It crosses our minds every time we step off US soil—if something happens, am I covered by insurance? From medical emergencies to stolen laptops, is it really necessary to take out a specific policy for every trip abroad? This simple question begets complex answers, especially since the term “travel insurance” implies varying degrees of medical and property coverage. In the most general terms, every traveler should consider medical insurances compulsory (including personal injury, accident or illness expenses, as well as emergency evacuation and repatriation expenses), while property insurances can be viewed as recommended (including trip interruption and lost luggage). Likely you already have a degree of coverage from your existing insurance plans and from your credit card, if you’re charging your travel wisely. Here are some pointers for making future trips abroad remain as risk-free as possible.
Existing US Medical Coverage
The majority of US medical insurance plans provide some form of protection for overseas travel. Call the number on the back of your insurance card to gauge exacts. Be sure to ask about emergency evacuation expenses, repatriation costs, and financial limits on emergency medical treatment. Most companies merely offer transport and treatment at the closest local hospital, which means you may want to supplement your coverage with an outside medical policy.
Existing US Property Coverage
Some homeowners’ insurance policies will cover major items (e.g., laptops and jewelry) in the event they are stolen abroad. Review the fine print or call your provider to determine coverage before travel. Homeowners’ insurance does not cover travel cancellation or curtailment.
Credit Card Coverage
Most of the core credit cards featured on Credit Card Pro— Chase Sapphire Preferred®, Chase Sapphire Reserve℠, Citi Prestige® Card, Gold Card from American Express, Mastercard® Black Card™, Mastercard® Gold Card™, Mastercard® Titanium Card™, The Platinum Card® from American Express, Premier Rewards Gold Card from American Express, and U.S. Bank Altitude Reserve Visa Infinite® Card—automatically include a roster of insurances for travel-related expenses charged to your credit card. For example, airline, train, and bus tickets charged in full to Mastercard Elite and Visa Signature–branded credit cards come with some form of travel accident insurance (insurance for accidental death or dismemberment), baggage delay protection, varying degrees of trip cancellation and interruption insurance, and auto rental collision damage waivers. Credit cards explicitly list these insurances on the cards’ “benefits” tab online, but be sure to read the fine print as the coverage varies between cards. Note the difference between tangible benefits versus assistance benefits, the latter of which simply act as a crisis management concierge.

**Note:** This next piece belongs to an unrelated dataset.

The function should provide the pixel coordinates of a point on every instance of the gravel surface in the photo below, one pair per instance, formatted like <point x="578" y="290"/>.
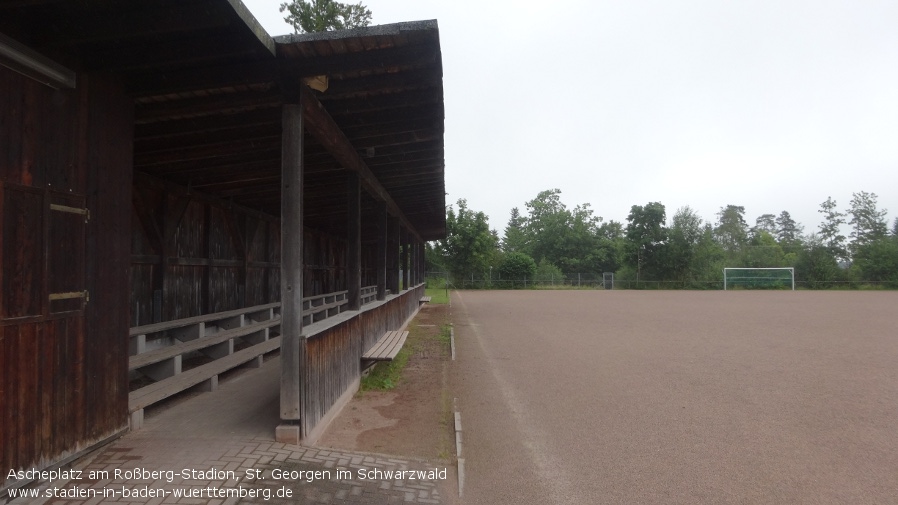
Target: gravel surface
<point x="678" y="396"/>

Tour operators, travel agents, airlines, and cruise lines may offer “comprehensive insurance” coverage through a preferred broker or company. Check that these insurance packages offer both medical and property components. Note that extras like cancellation and curtailment insurance come at a significant premium and that the policy will pay only for what the broker deems valid reasons. Pro Tip: Examine coverage already included with the credit card you used to purchase travel, and then try to find a policy with a company such as Allianz Travel Insurance to cover specific items or situations not covered by your credit card. Also note that some comprehensive travel insurance policies will cover the loss of property, but to very small limits. Check before you purchase.
In the event you do incur medical costs or property damage/loss while traveling abroad, you’ll need to establish a paper trail (e.g., police reports, doctors’ notes, hospital bills) to facilitate your insurance claims once home. The more documentation, the better!